Renowned academic Noam Chomsky has hit out at India's human rights record under Narendra Modi, accusing the prime minister of a "crackdown on students". Chomsky's remarks come in the wake of student leader Kanhaiya Kumar being arrested on charges of sedition, sparking a row about freedom of speech versus nationalism in the country.

Chomsky questioned the way authorities had handled the situation at the Jawaharlal Nehru University (JNU) and said that a culture of "authoritarian menace" had been seen during the incident. He also questioned the JNU vice chancellor Mamidala Jagadesh Kumar's decision to "allow police on campus when it was not legally required".

Speaking to the Press Trust of India, Chomsky said: "The intolerance debate is not just limited to India. There is plenty of intolerance everywhere. As for India's image, among people who care about human rights, freedom, and justice, it is declining."

Chomsky's comments come days after he signed an open letter condemning the "unlawful" arrest of Kumar and warned that the incident had brought "great dishonour to the [Indian] government". The letter was also signed by other academics from leading universities around the world, including Cambridge, UCL and the University of London. Nobel Laureate Orhan Pamuk was among the signatories who urged "all those genuinely concerned about the future of India and Indian universities to protest in wide mobilisation" against the "culture of authoritarian menace that the present government in India has generated".

Chomsky, 87, has noted that academic freedom was an important factor in determining freedom in a country.

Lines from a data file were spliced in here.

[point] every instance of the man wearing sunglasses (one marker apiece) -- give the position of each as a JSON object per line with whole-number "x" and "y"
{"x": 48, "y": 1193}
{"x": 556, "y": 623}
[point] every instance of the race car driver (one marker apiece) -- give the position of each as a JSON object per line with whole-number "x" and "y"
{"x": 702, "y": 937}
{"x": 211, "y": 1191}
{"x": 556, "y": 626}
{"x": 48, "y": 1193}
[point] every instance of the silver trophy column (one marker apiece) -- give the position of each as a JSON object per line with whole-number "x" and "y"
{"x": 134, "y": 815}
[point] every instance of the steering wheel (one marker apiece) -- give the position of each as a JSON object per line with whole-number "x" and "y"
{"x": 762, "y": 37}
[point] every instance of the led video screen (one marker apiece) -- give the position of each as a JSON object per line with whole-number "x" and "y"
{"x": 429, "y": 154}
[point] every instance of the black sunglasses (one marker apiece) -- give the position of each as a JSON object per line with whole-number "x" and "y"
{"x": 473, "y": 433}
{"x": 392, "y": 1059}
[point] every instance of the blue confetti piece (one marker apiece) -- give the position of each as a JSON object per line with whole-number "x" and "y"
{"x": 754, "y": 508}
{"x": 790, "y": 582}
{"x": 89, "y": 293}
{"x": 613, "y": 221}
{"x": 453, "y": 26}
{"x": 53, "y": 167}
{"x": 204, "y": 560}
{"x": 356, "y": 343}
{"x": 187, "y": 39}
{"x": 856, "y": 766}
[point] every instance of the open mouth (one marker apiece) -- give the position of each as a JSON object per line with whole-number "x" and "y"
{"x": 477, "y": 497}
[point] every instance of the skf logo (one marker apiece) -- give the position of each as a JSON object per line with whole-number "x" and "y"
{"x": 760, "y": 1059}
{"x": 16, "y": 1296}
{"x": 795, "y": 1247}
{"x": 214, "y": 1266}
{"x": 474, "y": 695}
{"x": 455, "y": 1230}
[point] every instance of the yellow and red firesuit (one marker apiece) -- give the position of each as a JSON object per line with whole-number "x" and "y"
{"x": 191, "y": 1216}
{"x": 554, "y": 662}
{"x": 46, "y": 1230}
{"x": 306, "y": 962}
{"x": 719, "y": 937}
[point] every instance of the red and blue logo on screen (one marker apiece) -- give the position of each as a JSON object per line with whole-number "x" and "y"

He is currently an emeritus professor of linguistics and philosophy at Massachusetts Institute of Technology (MIT) and has been awarded more than 40 honorary degrees from educational establishments around the world, including Harvard University and Columbia.

Chomsky said: "Academic freedoms are a key indicator of the overall status of political freedom and democracy. The acceleration of privatisation across the public higher education system is undermining these freedoms on a global scale. The sequence of events at JNU signal towards a culture of authoritarian menace."

Chomsky's slam on Modi's human rights record comes days after India denied a visa to the US Commission on International Religious Freedom (USCIRF) for the group's planned trip to the country. The USCIRF was due to visit India to assess conditions of religious freedom under the Modi government, amid reports of increasing intolerance experienced by the country's religious minority community.

Chairman of USCIRF hit out at the Indian government following the visa rejection: "As a pluralistic, non-sectarian and democratic state, and a close partner of the United States, India should have the confidence to allow our visit."